The explanatory variable X3,i will be treated as an unobservable variable throughout the assign- ment. (eg X3,i can be thought of as something like ability in a wage equation.) Even though Yi will be generated from equation (1), which involves X3,i, calculations of estimators and confidence intervals will proceed without using X3,i. In this sense X3,i is playing the role of an omitted causal variable - it is (possibly) involved in the generation of values for Yi but is not included in the statistical analysis of the data.

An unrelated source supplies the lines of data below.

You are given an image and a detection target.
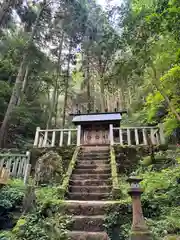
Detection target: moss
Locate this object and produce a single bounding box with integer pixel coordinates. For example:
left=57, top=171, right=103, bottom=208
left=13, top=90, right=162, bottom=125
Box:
left=59, top=147, right=80, bottom=199
left=12, top=217, right=26, bottom=233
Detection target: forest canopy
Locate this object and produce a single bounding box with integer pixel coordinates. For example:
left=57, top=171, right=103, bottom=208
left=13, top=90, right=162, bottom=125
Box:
left=0, top=0, right=180, bottom=147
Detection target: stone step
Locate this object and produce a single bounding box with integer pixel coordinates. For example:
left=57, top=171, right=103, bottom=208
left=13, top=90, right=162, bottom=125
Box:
left=68, top=231, right=109, bottom=240
left=76, top=161, right=111, bottom=169
left=73, top=167, right=111, bottom=174
left=71, top=174, right=111, bottom=180
left=69, top=179, right=112, bottom=186
left=67, top=192, right=112, bottom=201
left=77, top=159, right=110, bottom=165
left=63, top=201, right=111, bottom=216
left=69, top=185, right=112, bottom=194
left=71, top=215, right=105, bottom=232
left=78, top=153, right=110, bottom=159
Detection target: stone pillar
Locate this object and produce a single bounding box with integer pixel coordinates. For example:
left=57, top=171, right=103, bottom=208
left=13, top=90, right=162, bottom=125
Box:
left=128, top=177, right=152, bottom=240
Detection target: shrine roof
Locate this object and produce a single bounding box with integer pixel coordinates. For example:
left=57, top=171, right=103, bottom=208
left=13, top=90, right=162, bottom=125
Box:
left=72, top=112, right=122, bottom=123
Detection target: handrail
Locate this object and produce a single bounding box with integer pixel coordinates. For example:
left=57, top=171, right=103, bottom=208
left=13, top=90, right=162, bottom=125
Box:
left=34, top=126, right=81, bottom=148
left=0, top=151, right=30, bottom=181
left=110, top=124, right=165, bottom=146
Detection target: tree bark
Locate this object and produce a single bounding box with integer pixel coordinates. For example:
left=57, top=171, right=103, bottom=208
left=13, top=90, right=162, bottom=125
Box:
left=17, top=65, right=29, bottom=106
left=0, top=0, right=17, bottom=26
left=62, top=42, right=72, bottom=128
left=152, top=65, right=180, bottom=121
left=0, top=1, right=46, bottom=147
left=86, top=51, right=92, bottom=111
left=46, top=33, right=64, bottom=129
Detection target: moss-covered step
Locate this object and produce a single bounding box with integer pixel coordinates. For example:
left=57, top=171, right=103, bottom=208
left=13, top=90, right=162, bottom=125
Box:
left=71, top=173, right=111, bottom=180
left=68, top=231, right=108, bottom=240
left=63, top=201, right=112, bottom=216
left=78, top=153, right=109, bottom=160
left=76, top=161, right=111, bottom=170
left=73, top=166, right=111, bottom=174
left=76, top=159, right=110, bottom=166
left=69, top=179, right=112, bottom=186
left=67, top=192, right=111, bottom=201
left=69, top=185, right=112, bottom=193
left=71, top=215, right=105, bottom=232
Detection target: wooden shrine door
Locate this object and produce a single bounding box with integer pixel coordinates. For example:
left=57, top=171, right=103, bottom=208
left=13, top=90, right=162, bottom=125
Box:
left=83, top=129, right=109, bottom=145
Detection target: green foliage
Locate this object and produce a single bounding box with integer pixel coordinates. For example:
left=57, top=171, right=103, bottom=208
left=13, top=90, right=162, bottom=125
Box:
left=0, top=180, right=25, bottom=209
left=104, top=203, right=132, bottom=240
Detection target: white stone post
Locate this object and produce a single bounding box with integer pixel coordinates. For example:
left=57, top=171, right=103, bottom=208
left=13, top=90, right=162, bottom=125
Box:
left=24, top=164, right=31, bottom=184
left=34, top=127, right=41, bottom=147
left=77, top=125, right=81, bottom=146
left=159, top=123, right=166, bottom=144
left=109, top=124, right=114, bottom=146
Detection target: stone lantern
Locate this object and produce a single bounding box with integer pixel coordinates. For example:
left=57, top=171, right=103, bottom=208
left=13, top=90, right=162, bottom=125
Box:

1. To provide a baseline set of results, set
β3 = 0, α1 = 1, α2 = 0, α3 = 1.
For each combination of
n = 20, 200, 2000, and σ = 1, 2 and Ui ∼ Normal, Log Normal
(i.e. a total of 12 combinations), generate 1000 replications of samples from X1,i from (2) and Yi from (1). For each sample carry out an OLS regression of Yi on X1,i and X2,i (but omitting X3,i from the estimation) and obtain the OLS estimator of β1 and the corresponding 95% confidence interval for β1 (using OLS standard errors). Calculate and tabulate
- the bias of the OLS estimator for β1
- the standard deviation of the OLS estimator
- the coverage rate of the confidence intervals (i.e. the percentage of simulated confidence intervals that include β1)

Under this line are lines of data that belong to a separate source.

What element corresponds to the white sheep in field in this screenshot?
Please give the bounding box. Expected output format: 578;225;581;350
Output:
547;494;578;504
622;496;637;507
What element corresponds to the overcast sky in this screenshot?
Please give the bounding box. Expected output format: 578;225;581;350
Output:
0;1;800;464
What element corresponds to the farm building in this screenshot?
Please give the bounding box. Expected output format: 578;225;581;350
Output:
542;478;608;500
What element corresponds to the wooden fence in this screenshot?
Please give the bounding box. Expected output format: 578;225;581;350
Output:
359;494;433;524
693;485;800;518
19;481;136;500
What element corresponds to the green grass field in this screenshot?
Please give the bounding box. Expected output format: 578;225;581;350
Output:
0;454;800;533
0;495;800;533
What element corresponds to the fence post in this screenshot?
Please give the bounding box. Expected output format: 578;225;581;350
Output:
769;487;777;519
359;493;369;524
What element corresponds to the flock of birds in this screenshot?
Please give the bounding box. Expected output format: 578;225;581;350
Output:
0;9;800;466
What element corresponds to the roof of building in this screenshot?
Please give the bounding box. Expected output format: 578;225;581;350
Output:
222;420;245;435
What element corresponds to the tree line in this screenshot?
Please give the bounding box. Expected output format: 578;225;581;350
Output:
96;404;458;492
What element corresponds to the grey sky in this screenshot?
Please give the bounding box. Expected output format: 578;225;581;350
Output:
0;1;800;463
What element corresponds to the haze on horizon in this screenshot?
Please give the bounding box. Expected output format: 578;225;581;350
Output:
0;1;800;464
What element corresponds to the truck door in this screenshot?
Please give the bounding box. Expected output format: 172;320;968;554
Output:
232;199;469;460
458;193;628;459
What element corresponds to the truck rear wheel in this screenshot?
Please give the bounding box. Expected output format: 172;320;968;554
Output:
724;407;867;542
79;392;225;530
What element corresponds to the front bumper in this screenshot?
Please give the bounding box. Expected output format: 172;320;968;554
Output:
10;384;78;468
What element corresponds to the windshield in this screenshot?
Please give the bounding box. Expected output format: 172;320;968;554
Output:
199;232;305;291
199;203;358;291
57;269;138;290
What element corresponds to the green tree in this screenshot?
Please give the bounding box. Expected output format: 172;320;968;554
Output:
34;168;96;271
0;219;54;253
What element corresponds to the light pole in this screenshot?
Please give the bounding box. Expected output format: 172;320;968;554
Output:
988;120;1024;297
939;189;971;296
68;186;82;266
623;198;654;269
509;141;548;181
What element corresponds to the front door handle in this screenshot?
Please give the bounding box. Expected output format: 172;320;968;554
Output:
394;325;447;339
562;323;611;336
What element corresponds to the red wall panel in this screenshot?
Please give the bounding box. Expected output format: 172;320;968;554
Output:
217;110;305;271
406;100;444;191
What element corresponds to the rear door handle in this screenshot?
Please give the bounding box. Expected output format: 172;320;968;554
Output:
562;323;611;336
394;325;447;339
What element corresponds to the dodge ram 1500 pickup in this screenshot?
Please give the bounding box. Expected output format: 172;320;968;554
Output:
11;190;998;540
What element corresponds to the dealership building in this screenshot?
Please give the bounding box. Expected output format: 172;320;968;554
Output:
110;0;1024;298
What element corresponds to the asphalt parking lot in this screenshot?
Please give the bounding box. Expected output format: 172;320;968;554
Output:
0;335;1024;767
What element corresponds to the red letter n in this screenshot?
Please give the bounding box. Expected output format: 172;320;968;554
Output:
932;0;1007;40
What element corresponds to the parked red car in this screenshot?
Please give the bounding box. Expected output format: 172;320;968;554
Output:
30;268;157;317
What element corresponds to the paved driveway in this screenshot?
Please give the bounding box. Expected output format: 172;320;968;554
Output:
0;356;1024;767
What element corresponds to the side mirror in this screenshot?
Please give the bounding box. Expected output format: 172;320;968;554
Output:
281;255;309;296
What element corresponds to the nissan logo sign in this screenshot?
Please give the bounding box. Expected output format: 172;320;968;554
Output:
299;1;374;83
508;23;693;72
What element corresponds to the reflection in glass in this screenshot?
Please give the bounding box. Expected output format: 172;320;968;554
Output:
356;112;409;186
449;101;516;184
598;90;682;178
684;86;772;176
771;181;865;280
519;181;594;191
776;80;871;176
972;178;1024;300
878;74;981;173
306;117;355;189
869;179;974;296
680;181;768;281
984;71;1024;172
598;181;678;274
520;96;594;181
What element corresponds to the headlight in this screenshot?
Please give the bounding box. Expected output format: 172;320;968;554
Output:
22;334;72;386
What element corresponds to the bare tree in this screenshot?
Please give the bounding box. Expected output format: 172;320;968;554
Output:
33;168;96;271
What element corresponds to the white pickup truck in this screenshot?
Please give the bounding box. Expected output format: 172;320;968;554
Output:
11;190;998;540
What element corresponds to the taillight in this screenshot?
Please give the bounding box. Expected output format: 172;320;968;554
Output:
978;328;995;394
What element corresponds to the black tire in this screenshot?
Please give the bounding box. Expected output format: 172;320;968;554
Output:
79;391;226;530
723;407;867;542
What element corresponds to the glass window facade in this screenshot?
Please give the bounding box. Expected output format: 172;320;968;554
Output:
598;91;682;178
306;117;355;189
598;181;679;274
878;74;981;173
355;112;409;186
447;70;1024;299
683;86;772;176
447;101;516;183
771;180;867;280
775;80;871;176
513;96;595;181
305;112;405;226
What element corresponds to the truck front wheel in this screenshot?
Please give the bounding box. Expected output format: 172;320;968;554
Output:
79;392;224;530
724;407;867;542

- the average length of the confidence intervals (length is the upper limit minus lower limit of confidence interval).
Answer the following questions based on your results.
(a) Do your simulation results suggest that the OLS estimator is unbiased for β1? Explain why this should (or should not) be so using the parameter values specified for the data generating process.

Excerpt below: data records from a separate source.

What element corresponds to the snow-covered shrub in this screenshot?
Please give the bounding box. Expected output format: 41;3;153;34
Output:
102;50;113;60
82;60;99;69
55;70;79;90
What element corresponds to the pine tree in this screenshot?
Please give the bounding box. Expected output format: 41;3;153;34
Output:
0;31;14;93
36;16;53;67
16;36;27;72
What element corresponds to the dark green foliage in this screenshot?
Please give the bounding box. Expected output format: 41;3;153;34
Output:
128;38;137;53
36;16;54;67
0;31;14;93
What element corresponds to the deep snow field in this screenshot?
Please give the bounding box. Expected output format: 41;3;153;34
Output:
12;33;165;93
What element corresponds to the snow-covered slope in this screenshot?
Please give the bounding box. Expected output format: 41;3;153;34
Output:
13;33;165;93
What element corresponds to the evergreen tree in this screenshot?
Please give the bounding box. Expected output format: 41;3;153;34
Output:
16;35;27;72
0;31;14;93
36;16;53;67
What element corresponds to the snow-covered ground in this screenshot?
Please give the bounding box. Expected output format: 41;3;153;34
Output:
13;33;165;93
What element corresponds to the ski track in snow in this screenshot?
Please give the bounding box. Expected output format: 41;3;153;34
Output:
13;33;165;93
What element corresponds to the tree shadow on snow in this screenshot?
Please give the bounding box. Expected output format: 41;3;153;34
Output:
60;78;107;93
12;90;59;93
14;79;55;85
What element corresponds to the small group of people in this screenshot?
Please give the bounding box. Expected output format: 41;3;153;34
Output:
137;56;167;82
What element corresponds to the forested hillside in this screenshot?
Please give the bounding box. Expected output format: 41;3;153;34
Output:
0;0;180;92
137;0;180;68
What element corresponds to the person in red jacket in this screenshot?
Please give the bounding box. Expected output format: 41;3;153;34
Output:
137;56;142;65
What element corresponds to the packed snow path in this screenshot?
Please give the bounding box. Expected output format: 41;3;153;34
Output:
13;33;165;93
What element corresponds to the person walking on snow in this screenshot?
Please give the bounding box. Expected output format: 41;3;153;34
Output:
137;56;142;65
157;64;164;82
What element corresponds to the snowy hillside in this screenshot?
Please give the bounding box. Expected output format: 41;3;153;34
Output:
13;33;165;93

(b) Explain how your simulation results suggest that the OLS estimator is consistent or inconsistent for β1.
(c) Discuss the simulated coverage rates for the confidence intervals and how they vary with n, σ and the distribution of Ui.
(d) Discuss the average confidence interval lengths and how they vary with n, σ and the distribution of Ui.
2. Repeat the simulations from question 1, except with the one difference that now β3 = 1, and report the same set of results as in question 1.
(a) Explain how and why there are both similarities and differences between the two sets of results.
(b) How do you think the results from question 2(a) would change if you re-ran the simu- lation with α3 = 0? It is not necessary to run this extra simulation, but you should be be able to describe qualitatively what should happen.
3. Repeat the simulations from question 2 (with α3 = 1), except now replace the OLS estimator with a 2SLS estimator in which Z1,i is used as an IV for X1,i while X2,i is treated as exogenous.
(a) Is Z1,i a valid IV in this case? Explain.
(b) Explain how the results from the simulations match with what you would expect in this case. How does the validity/invalidity of Z1,i as an IV influence the results? If there are unexpected results, identify these and attempt to explain what is going on1.
4. Set n = 200, σ = 1, Ui ~ Normal, β3 = 1, α3 = 1 and consider the range of values for α1:
α1 = 0.8, 0.6, 0.5, 0.4, 0.3, 0.2, 0.1, 0.
For these 8 cases, carry out simulations of the same properties of the 2SLS estimator (bias and standard deviation) and confidence interval (coverage rate and length) as in the previous question. Explain the results in terms of the validity/invalidity of Z1,i as an IV for X1,i. Again identify any unexpected results and attempt to describe what is happening.
5. Specify the following values
β3 = 0, α1 = 1, α3 = 1, σ = 1, n = 200
and Ui ∼ Normal. Carry out 5 simulations of the OLS estimator and confidence intervals for the following values of α2:
α2 = 0, 2, 4, 6, 8.
Present and explain the results for the properties of the OLS estimator (bias and standard deviation) and its confidence interval (coverage rate and length).